Spend time with your kids, work in your garden, read a book, even if you spend the night doing tequila shooters and playing solitaire virtually anything you do will be better than watching the debates. Do not allow yourself to be treated the way they will treat you as an audience member. You are grown men and women and deserve better.
Back in the long gone foreign nation of 1992 I watched my last presidential debate. I’m not a fool, I didn’t expect the Lincoln-Douglas debates. I was well aware that I was consuming a product steeped in bullshit. Even so, I hoped to glean some tiny understanding of the two nitwits who vied to run the government.
I can’t remember exactly when it happened or the exact phrasing but somewhere towards the end of the debate things went from bad to worse. Whatever airhead they had for moderator asked a question about “family”. It went something like this:
“Could you, Mr. Clinton, comment on the role of government in family?”
Bill nailed it! He turned his gaze slightly upwards, as if viewing an imaginary and gorgeous place. Somewhere far off and wonderful. The media did their part too, the camera angle changed. Suddenly we were looking from a lower vantage point upwards to our heroic father figure. He was looking at what must’ve been a studio ceiling but he made it look like he was gazing upon the face of God. He glanced left and then he glanced right. He did it just the way they teach you; so the spotlights catch your eyes and they twinkle. And it worked! His eyes twinkled like he was Santa Claus. Then he said something. After his warm up whatever he said didn’t matter but he nailed that too. It was something about how great family was. It talked about love, and joy, and the mutual bonds we all hold dear.
It was a fucking Hallmark moment. And I was repulsed.
Bush followed suit, doing his best to pantomime the same syrupy message. He didn’t pull off the twinkle but his words were roughly the same.
Thy had both done something abhorrent.
How dare they profane my family by presuming they’re a member!

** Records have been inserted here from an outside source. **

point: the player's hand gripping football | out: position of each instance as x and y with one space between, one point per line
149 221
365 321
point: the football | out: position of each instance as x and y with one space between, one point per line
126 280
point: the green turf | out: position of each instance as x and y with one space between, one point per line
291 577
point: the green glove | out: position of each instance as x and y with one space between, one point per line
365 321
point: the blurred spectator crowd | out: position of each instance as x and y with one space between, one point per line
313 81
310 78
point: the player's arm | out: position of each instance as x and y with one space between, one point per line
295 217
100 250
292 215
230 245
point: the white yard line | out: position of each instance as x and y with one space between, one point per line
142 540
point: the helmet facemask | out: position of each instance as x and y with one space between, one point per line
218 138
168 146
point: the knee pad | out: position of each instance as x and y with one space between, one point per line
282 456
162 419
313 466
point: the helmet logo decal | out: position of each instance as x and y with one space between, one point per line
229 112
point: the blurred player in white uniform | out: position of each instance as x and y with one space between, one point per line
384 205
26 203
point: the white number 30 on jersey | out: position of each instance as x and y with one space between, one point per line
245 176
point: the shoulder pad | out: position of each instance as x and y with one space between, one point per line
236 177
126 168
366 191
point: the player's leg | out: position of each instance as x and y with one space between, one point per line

The president, regardless of who is elected, is not part of my family! You don’t vote for family. The president doesn’t know me. The president is not invited to my house for Thanksgiving. The president is not allowed to borrow my car. The president will not feed my dog when I’m on a trip. The president wasn’t there for my childhood birthdays. The president wasn’t there when I graduated from school or got my first job. He didn’t laugh at my first hangover. He won’t bury my dog when it’s dead. The president does not change diapers, give hugs, congratulate you on your successes, sympathize for your losses, or in any way participate in your family. I will not sit by the side of the president’s bed weeping at the loss that breaks my heart as the president passes away. Nor will the president come to me and comfort me in my time of need.
It was contrived, it was sappy, it was dishonest, it was sleazy, and it was my fault. I hated myself for turning on the TV and I hated them for treating me like that. Even now, 24 years later, my anger over that moment burns.
That was the last presidential debate I ever watched. I will not be talked down to like that. I am a grown man and I know what family is and the president has no role.
Remember that. Whatever the Felon and the Hairball do on that screen tonight it isn’t about you. They don’t know you. They are not going to solve your problems. You cannot vote to be loved.
There is only one answer that would’ve worked in 1992 for that bullshit softball question. And there’s only one answer that is appropriate for the same bullshit softball questions as it is, in just a few hours, rehashed in 2016:
“The president is many things, but the president is not your family.”